Serce Jezusa doświadcza bólu odrzucenia i płacze. Jezus wie, że przyniósł Jerozolimie prawdziwy skarb, oferuje światło, nadzieję i miłość. A Jerozolima, miejsce wybrane przez Boga na Jego siedzibę, nie potrafi rozpoznać daru i go odrzuca. Trudno zrozumieć, że można tym darem wzgardzić.
Słysząc ten płacz i ból Jezusa, możemy sobie sami postawić pytanie, co zrobiliśmy my z osobą Jezusa i tym wszystkim, co On nam wciąż ofiaruje. Nietrudno i dzisiaj spotkać ludzi zamkniętych na łaskę, którzy idą przez życie po omacku, błądząc i nie znajdując drogi życia.
Nikt nie umiłował nas tak, jak On nas umiłował - do końca. Kiedy doświadczamy tej rzeczywistości, wyjątkowości Jezusa, doświadczamy Go jako Drogę, Prawdę i Życie.
1. Czy potrafię przyjąć upomnienie i przyznać się do błędu?

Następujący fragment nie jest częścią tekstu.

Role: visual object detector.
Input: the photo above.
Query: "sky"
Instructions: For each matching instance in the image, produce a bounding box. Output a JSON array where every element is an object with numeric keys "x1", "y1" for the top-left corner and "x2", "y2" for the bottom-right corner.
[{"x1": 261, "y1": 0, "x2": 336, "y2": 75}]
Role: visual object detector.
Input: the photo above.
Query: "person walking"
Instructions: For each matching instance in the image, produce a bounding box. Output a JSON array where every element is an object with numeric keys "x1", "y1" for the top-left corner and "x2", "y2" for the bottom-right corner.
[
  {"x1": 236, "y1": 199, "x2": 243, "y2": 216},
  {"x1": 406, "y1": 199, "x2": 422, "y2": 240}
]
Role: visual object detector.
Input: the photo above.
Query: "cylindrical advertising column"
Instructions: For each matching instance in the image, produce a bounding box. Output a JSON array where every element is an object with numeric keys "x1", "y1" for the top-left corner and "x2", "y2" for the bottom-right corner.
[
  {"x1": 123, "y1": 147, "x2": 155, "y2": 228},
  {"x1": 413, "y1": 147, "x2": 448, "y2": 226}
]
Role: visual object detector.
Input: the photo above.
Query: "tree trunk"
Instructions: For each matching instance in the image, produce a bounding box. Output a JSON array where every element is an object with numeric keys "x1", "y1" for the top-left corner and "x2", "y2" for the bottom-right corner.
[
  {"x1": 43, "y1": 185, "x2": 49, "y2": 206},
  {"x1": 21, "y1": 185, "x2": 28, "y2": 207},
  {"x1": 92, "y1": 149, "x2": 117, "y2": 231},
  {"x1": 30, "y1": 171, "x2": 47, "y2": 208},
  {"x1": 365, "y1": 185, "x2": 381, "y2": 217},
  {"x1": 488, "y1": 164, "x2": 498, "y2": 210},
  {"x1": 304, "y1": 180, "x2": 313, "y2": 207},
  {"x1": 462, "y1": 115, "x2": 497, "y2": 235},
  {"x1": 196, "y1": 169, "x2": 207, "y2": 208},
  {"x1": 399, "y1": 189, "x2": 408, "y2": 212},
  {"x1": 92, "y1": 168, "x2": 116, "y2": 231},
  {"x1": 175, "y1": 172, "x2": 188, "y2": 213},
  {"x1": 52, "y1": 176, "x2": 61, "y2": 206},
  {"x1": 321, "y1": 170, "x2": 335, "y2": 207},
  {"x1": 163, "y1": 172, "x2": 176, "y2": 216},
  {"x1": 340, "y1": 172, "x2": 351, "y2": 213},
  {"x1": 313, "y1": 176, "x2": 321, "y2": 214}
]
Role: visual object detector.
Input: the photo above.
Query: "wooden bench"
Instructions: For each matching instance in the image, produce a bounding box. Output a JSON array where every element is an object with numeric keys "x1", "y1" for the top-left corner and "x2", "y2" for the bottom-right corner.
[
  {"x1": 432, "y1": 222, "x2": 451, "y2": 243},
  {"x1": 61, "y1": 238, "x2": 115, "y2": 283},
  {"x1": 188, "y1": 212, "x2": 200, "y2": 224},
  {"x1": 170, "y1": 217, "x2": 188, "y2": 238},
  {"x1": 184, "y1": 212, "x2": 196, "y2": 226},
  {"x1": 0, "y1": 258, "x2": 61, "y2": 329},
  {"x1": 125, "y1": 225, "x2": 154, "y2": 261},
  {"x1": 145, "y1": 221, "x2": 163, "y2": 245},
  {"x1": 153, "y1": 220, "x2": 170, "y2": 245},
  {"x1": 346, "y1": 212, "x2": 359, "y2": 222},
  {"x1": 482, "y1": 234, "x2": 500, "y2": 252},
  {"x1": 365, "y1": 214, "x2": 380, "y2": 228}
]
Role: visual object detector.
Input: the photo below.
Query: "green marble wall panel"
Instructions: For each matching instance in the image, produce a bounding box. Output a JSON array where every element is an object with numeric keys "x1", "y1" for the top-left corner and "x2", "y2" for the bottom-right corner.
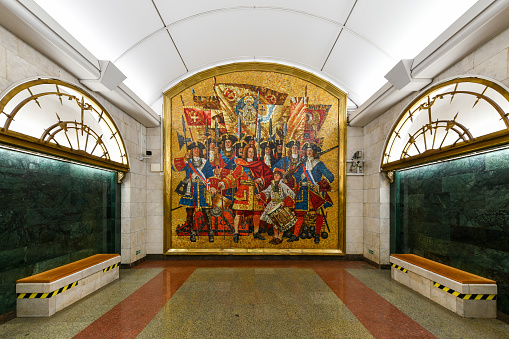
[
  {"x1": 391, "y1": 150, "x2": 509, "y2": 314},
  {"x1": 0, "y1": 148, "x2": 120, "y2": 314}
]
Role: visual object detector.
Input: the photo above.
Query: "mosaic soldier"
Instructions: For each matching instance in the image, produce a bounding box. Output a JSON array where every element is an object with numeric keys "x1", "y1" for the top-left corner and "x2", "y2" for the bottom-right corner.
[
  {"x1": 173, "y1": 142, "x2": 214, "y2": 242},
  {"x1": 212, "y1": 144, "x2": 272, "y2": 243},
  {"x1": 260, "y1": 140, "x2": 277, "y2": 235},
  {"x1": 274, "y1": 140, "x2": 301, "y2": 189},
  {"x1": 257, "y1": 168, "x2": 295, "y2": 245},
  {"x1": 288, "y1": 143, "x2": 334, "y2": 244},
  {"x1": 207, "y1": 138, "x2": 226, "y2": 170},
  {"x1": 260, "y1": 141, "x2": 277, "y2": 170},
  {"x1": 214, "y1": 134, "x2": 238, "y2": 201},
  {"x1": 273, "y1": 139, "x2": 283, "y2": 162}
]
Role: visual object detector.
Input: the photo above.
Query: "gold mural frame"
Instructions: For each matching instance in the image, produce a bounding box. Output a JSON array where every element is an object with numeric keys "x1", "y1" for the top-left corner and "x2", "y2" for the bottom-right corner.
[{"x1": 162, "y1": 62, "x2": 347, "y2": 255}]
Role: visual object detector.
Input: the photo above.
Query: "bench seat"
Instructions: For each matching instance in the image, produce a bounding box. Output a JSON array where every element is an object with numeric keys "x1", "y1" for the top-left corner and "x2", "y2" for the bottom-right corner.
[
  {"x1": 390, "y1": 254, "x2": 497, "y2": 318},
  {"x1": 16, "y1": 254, "x2": 120, "y2": 317}
]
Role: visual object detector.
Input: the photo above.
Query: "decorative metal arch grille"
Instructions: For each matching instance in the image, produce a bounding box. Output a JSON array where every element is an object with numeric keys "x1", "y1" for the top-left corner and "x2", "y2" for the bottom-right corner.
[
  {"x1": 0, "y1": 79, "x2": 129, "y2": 172},
  {"x1": 381, "y1": 77, "x2": 509, "y2": 171}
]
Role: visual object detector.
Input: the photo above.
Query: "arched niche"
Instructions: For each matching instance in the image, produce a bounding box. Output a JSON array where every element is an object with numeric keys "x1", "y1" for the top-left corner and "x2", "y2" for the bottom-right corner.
[
  {"x1": 381, "y1": 77, "x2": 509, "y2": 172},
  {"x1": 0, "y1": 78, "x2": 129, "y2": 180}
]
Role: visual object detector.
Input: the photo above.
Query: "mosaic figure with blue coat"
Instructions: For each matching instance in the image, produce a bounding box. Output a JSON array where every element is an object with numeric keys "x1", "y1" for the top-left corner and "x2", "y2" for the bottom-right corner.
[
  {"x1": 273, "y1": 140, "x2": 301, "y2": 189},
  {"x1": 173, "y1": 142, "x2": 214, "y2": 242},
  {"x1": 288, "y1": 143, "x2": 334, "y2": 244}
]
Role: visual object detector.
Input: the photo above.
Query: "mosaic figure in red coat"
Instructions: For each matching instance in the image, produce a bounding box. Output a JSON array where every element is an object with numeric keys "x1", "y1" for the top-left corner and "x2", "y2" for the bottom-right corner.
[{"x1": 211, "y1": 144, "x2": 272, "y2": 243}]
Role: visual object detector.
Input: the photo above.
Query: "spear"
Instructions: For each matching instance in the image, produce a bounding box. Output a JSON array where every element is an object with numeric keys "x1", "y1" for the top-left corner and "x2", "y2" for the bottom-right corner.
[
  {"x1": 283, "y1": 122, "x2": 288, "y2": 171},
  {"x1": 269, "y1": 118, "x2": 274, "y2": 141},
  {"x1": 182, "y1": 116, "x2": 189, "y2": 151},
  {"x1": 256, "y1": 118, "x2": 262, "y2": 160}
]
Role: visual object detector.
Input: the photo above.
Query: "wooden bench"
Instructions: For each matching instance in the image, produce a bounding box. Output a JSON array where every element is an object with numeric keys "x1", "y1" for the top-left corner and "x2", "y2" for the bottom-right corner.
[
  {"x1": 390, "y1": 254, "x2": 497, "y2": 318},
  {"x1": 16, "y1": 254, "x2": 120, "y2": 317}
]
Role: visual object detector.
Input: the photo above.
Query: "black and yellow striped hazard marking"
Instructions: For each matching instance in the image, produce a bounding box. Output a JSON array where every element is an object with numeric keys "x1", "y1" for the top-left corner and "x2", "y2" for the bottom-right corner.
[
  {"x1": 392, "y1": 264, "x2": 407, "y2": 273},
  {"x1": 433, "y1": 282, "x2": 497, "y2": 300},
  {"x1": 103, "y1": 263, "x2": 118, "y2": 272},
  {"x1": 16, "y1": 281, "x2": 78, "y2": 299}
]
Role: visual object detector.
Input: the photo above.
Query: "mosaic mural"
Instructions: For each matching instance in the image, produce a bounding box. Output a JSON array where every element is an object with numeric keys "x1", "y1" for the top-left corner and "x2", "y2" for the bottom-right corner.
[{"x1": 164, "y1": 66, "x2": 344, "y2": 254}]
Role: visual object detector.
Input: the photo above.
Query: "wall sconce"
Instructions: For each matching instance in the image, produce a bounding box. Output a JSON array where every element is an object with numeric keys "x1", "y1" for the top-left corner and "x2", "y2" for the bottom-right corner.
[
  {"x1": 346, "y1": 151, "x2": 364, "y2": 175},
  {"x1": 140, "y1": 151, "x2": 152, "y2": 161}
]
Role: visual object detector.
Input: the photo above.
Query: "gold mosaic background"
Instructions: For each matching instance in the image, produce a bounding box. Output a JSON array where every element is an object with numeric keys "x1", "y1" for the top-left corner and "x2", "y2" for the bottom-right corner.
[{"x1": 164, "y1": 64, "x2": 346, "y2": 254}]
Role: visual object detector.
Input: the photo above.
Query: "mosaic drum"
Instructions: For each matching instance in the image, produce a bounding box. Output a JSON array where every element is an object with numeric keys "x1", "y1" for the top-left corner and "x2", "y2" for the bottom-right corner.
[
  {"x1": 211, "y1": 193, "x2": 232, "y2": 217},
  {"x1": 267, "y1": 204, "x2": 297, "y2": 232}
]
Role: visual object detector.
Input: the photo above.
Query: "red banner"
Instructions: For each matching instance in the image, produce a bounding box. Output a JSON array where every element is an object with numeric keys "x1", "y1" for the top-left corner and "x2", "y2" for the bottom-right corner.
[{"x1": 184, "y1": 107, "x2": 210, "y2": 126}]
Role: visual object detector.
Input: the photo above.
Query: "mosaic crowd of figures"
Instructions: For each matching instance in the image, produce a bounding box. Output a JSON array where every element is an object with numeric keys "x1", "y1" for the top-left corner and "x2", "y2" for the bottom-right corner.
[{"x1": 172, "y1": 78, "x2": 338, "y2": 245}]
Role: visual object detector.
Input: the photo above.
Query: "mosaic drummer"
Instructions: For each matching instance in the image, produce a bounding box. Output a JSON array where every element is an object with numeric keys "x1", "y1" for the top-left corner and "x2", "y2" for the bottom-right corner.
[
  {"x1": 212, "y1": 144, "x2": 272, "y2": 243},
  {"x1": 256, "y1": 168, "x2": 297, "y2": 245}
]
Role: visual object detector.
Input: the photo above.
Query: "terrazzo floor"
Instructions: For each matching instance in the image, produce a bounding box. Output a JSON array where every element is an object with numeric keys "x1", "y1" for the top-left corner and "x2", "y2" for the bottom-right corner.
[{"x1": 0, "y1": 260, "x2": 509, "y2": 338}]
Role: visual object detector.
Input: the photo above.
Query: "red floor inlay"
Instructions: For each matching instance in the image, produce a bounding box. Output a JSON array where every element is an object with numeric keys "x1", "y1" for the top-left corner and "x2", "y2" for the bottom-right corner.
[
  {"x1": 75, "y1": 260, "x2": 436, "y2": 338},
  {"x1": 315, "y1": 267, "x2": 436, "y2": 338},
  {"x1": 74, "y1": 267, "x2": 195, "y2": 339}
]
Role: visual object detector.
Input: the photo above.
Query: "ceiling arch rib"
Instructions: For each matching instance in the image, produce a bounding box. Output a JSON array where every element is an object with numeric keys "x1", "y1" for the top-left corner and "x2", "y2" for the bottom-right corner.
[{"x1": 31, "y1": 0, "x2": 475, "y2": 121}]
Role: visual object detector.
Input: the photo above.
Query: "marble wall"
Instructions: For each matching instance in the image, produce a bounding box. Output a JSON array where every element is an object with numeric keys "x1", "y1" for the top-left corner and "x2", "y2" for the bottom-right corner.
[
  {"x1": 0, "y1": 26, "x2": 147, "y2": 264},
  {"x1": 363, "y1": 25, "x2": 509, "y2": 264},
  {"x1": 391, "y1": 149, "x2": 509, "y2": 314},
  {"x1": 0, "y1": 148, "x2": 120, "y2": 314}
]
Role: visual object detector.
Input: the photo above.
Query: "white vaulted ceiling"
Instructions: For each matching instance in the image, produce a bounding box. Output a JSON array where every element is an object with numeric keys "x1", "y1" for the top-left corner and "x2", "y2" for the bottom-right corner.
[{"x1": 0, "y1": 0, "x2": 507, "y2": 125}]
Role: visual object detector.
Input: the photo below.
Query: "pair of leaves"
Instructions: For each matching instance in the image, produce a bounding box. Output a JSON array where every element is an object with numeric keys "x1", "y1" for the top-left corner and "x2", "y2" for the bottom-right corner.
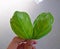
[{"x1": 10, "y1": 11, "x2": 54, "y2": 39}]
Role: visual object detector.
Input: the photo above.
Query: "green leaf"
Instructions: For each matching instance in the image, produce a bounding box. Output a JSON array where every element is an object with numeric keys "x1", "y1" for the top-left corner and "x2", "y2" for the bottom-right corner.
[
  {"x1": 33, "y1": 12, "x2": 54, "y2": 39},
  {"x1": 10, "y1": 11, "x2": 33, "y2": 39}
]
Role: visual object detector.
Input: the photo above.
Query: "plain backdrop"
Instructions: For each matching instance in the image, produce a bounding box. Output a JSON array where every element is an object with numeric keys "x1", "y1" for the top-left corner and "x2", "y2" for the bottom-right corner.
[{"x1": 0, "y1": 0, "x2": 60, "y2": 49}]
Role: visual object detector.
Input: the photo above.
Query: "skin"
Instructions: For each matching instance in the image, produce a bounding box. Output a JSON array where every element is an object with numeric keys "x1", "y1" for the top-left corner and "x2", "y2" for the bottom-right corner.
[{"x1": 7, "y1": 37, "x2": 36, "y2": 49}]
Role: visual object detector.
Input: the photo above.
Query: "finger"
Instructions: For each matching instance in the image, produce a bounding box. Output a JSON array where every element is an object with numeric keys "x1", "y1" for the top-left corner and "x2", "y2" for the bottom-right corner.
[
  {"x1": 32, "y1": 47, "x2": 36, "y2": 49},
  {"x1": 12, "y1": 37, "x2": 24, "y2": 43},
  {"x1": 24, "y1": 44, "x2": 32, "y2": 49}
]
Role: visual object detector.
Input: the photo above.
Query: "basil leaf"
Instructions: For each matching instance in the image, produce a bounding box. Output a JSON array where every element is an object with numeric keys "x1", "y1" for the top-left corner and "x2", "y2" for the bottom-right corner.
[
  {"x1": 33, "y1": 12, "x2": 54, "y2": 39},
  {"x1": 10, "y1": 11, "x2": 33, "y2": 39}
]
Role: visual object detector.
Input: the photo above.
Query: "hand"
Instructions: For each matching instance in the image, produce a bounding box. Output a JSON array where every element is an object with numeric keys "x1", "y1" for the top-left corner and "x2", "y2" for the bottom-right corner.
[{"x1": 7, "y1": 37, "x2": 36, "y2": 49}]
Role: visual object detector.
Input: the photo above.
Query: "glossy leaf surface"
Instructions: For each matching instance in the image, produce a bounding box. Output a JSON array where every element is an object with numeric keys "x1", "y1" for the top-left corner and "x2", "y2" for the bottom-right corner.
[
  {"x1": 10, "y1": 11, "x2": 33, "y2": 39},
  {"x1": 33, "y1": 12, "x2": 54, "y2": 39}
]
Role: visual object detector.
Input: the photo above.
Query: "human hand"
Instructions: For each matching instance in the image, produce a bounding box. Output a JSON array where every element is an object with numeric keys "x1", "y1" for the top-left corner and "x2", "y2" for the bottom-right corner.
[{"x1": 7, "y1": 37, "x2": 36, "y2": 49}]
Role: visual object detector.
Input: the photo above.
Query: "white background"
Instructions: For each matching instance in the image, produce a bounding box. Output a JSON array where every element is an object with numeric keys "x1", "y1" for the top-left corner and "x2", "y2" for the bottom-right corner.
[{"x1": 0, "y1": 0, "x2": 60, "y2": 49}]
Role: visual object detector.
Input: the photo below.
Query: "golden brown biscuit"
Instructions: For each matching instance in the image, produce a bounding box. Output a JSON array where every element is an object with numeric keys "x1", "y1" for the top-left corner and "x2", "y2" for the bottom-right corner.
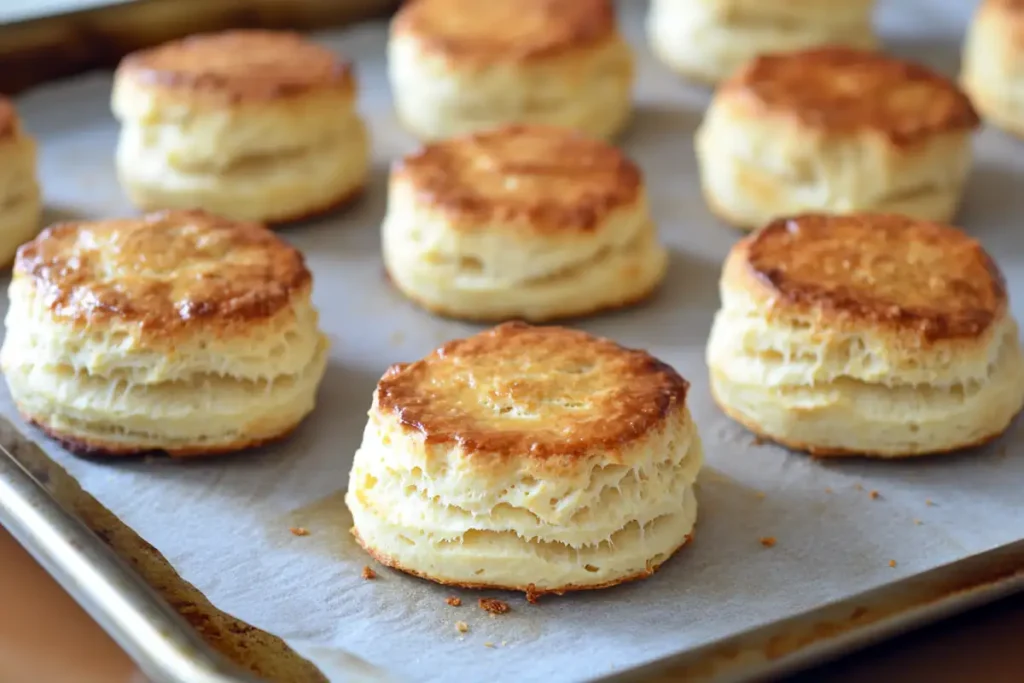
[
  {"x1": 388, "y1": 0, "x2": 633, "y2": 139},
  {"x1": 0, "y1": 211, "x2": 327, "y2": 456},
  {"x1": 961, "y1": 0, "x2": 1024, "y2": 137},
  {"x1": 345, "y1": 323, "x2": 702, "y2": 596},
  {"x1": 383, "y1": 125, "x2": 668, "y2": 322},
  {"x1": 708, "y1": 214, "x2": 1024, "y2": 458},
  {"x1": 0, "y1": 95, "x2": 42, "y2": 267},
  {"x1": 113, "y1": 31, "x2": 369, "y2": 222},
  {"x1": 696, "y1": 47, "x2": 979, "y2": 229}
]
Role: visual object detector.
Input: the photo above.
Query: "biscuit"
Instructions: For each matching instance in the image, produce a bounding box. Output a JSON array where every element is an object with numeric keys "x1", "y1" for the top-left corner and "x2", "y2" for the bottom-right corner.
[
  {"x1": 695, "y1": 47, "x2": 979, "y2": 229},
  {"x1": 388, "y1": 0, "x2": 633, "y2": 140},
  {"x1": 961, "y1": 0, "x2": 1024, "y2": 137},
  {"x1": 113, "y1": 31, "x2": 370, "y2": 223},
  {"x1": 0, "y1": 211, "x2": 328, "y2": 456},
  {"x1": 382, "y1": 125, "x2": 668, "y2": 322},
  {"x1": 708, "y1": 214, "x2": 1024, "y2": 458},
  {"x1": 0, "y1": 95, "x2": 42, "y2": 267},
  {"x1": 647, "y1": 0, "x2": 878, "y2": 84},
  {"x1": 345, "y1": 323, "x2": 702, "y2": 596}
]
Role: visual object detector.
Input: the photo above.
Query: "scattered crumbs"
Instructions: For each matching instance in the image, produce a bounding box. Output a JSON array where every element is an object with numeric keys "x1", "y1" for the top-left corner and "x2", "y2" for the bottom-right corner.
[{"x1": 477, "y1": 598, "x2": 509, "y2": 614}]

Przyjmowanie upomnień - tego się uczę. Bo chodzi o to by przyjąć do końca, a nie wysłuchać i stwierdzić: No dobra! Przyjąć jak dar i podziękować, co wcale nie jest łatwe, bo pycha mi nie pozwala przyznać się do błędu. Przyjąć to otworzyć serce na upomnienie i ufać, że jest dla mnie czymś potrzebnym. Gdy upomina mnie Jezus to kruszeję, ale gdy czyni to przez osoby mi bliskie to często się buntuję i moje serce nie kruszy się lecz twardnieje. To chyba jest w moich relacjach przestrzeń do przemiany , to trzeba mi włożyć "pod lupę" sumienia.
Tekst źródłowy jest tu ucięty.